Back in SA as of last nite. It was a long ass day, starting with the breakage of my luggage as I pulled it off my bed to take out to the cab. My parents gave me new luggage for Christmas last year because with my new job I expected to be traveling a lot (and I have...Pittsburgh and NYC....BOOYA). When FTP and I arrived in LA for the Rose Bowl, said luggage had been shredded. It's basically shit. But I digress.

Check in took forfrigginever (during which time I snapped at my mom twice), but then I met Sally for a few minutes to give her her Christmass present...the Christmas present in my other bag at home.

Anyways, once I was in the air it was pretty uneventful. This month's issue of Vanity Fair is one of the best I've ever read, and because articles in that magazine are short novels, it took me the entire trip to get through it. On my leg from Hotlanta to San Antone to the Bone the woman sitting next to me stared at me the entire time. I could feel her eyes on me the ENTIRE TIME. When I put down VF to do a crossword puzzle, she watched as I did that.
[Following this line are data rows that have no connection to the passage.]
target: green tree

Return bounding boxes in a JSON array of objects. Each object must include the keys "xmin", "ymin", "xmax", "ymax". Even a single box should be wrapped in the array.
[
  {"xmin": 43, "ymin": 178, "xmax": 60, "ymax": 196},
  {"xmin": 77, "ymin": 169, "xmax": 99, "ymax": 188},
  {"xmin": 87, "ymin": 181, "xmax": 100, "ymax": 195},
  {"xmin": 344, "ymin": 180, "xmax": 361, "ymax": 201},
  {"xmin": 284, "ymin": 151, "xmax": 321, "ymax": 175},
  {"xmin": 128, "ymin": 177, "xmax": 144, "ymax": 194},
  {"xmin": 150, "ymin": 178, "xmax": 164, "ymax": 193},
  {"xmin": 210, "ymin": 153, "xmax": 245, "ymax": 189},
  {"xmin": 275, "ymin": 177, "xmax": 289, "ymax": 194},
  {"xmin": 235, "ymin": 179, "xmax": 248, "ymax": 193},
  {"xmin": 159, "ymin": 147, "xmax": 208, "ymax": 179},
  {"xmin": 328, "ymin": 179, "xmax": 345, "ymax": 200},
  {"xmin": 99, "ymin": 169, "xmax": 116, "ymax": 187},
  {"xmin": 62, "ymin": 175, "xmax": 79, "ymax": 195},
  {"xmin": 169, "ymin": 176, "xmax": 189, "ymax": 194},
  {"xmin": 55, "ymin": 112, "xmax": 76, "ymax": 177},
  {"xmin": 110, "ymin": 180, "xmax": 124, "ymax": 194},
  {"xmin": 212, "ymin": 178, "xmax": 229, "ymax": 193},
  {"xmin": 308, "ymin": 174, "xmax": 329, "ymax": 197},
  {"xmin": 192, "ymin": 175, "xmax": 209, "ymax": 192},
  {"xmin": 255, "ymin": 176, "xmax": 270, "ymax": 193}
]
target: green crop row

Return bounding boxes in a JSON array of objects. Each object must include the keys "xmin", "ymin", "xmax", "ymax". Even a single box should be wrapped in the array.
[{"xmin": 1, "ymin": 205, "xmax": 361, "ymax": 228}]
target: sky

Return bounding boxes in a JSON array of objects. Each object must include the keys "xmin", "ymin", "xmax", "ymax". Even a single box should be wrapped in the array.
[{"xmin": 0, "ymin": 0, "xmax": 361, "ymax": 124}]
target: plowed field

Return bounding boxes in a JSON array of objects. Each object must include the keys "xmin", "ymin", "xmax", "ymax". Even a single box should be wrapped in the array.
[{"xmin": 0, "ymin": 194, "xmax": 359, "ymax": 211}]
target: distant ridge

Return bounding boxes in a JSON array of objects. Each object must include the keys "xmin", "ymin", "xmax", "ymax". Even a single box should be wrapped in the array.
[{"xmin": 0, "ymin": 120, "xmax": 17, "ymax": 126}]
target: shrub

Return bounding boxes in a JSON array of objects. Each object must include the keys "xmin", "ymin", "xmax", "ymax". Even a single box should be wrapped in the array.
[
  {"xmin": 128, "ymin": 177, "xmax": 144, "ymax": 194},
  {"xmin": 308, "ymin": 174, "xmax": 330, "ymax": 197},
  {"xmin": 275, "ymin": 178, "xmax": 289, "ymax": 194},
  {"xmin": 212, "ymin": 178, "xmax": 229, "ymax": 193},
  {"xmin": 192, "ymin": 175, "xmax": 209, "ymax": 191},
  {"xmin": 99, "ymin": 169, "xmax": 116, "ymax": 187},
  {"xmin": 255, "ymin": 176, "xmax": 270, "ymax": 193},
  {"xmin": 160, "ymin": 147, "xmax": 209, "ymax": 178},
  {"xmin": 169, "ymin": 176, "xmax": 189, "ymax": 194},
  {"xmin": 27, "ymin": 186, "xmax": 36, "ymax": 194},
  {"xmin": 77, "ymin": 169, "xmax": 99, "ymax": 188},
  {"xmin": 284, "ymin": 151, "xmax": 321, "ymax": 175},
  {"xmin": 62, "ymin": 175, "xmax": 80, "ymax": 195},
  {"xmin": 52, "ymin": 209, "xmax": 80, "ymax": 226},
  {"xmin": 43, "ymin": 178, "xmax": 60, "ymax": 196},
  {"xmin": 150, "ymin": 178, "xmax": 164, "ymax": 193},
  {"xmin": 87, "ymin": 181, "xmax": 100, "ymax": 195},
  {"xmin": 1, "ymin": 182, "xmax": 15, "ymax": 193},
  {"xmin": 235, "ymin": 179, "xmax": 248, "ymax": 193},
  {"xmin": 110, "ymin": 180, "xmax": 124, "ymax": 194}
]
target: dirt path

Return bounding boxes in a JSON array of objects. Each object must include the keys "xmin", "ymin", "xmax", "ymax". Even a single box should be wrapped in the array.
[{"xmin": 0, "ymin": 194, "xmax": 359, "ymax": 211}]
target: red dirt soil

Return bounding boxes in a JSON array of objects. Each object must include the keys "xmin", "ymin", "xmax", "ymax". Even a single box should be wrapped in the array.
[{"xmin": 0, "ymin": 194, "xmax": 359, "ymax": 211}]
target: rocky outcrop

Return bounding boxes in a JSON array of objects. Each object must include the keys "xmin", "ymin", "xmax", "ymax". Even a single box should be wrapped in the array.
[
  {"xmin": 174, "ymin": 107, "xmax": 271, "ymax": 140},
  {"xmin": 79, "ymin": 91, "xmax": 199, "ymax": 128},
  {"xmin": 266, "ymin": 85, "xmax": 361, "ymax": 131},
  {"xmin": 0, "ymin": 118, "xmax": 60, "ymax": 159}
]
Finally I looked over at her, she looked up at me and then turned toward the window and "slept." For about 15 minutes until she was back in my face again. Don't make the Steezer cut a bitch.

After pounding back a Cabana Bowl last nite, I woke up this morning to an empty house. My parents were apologetic, but both had to work. What's really great is that I can't go anywhere since I don't have a vehicle here. It really is awesome. They were kind enough to make me a fresh pot of shitty coffee, which I had a few sips of while having the Express News remind me of the five reasons why the longhorns are playing in my home town. What happened next was awesome. The downstairs toliet flooded. Thankfully it wasn't because I'd left it a twosie, it just wouldnt stop running. I finally got it to stop after aboug five minutes, and with about an inch of standing water on the floor. It took every towel in the house and a few more from the garage to get it all soaked up. While going back and forth from the garage, my dog Rocky came inside the house. Rocky is a 14-year-old miniature dachshund. He's OLD. And in typical old man fashion, he just goes to the bathroom when he pleases. So after finally finishing the mess in the bathroom, I discovered a new mess in the living room.

Yep, it's good to be home.

One last note...I have counted five nativity scenes in my house and there are too many angels to count. I'd guess more than 25. My mom is really trying to save my soul. TOO LATE!!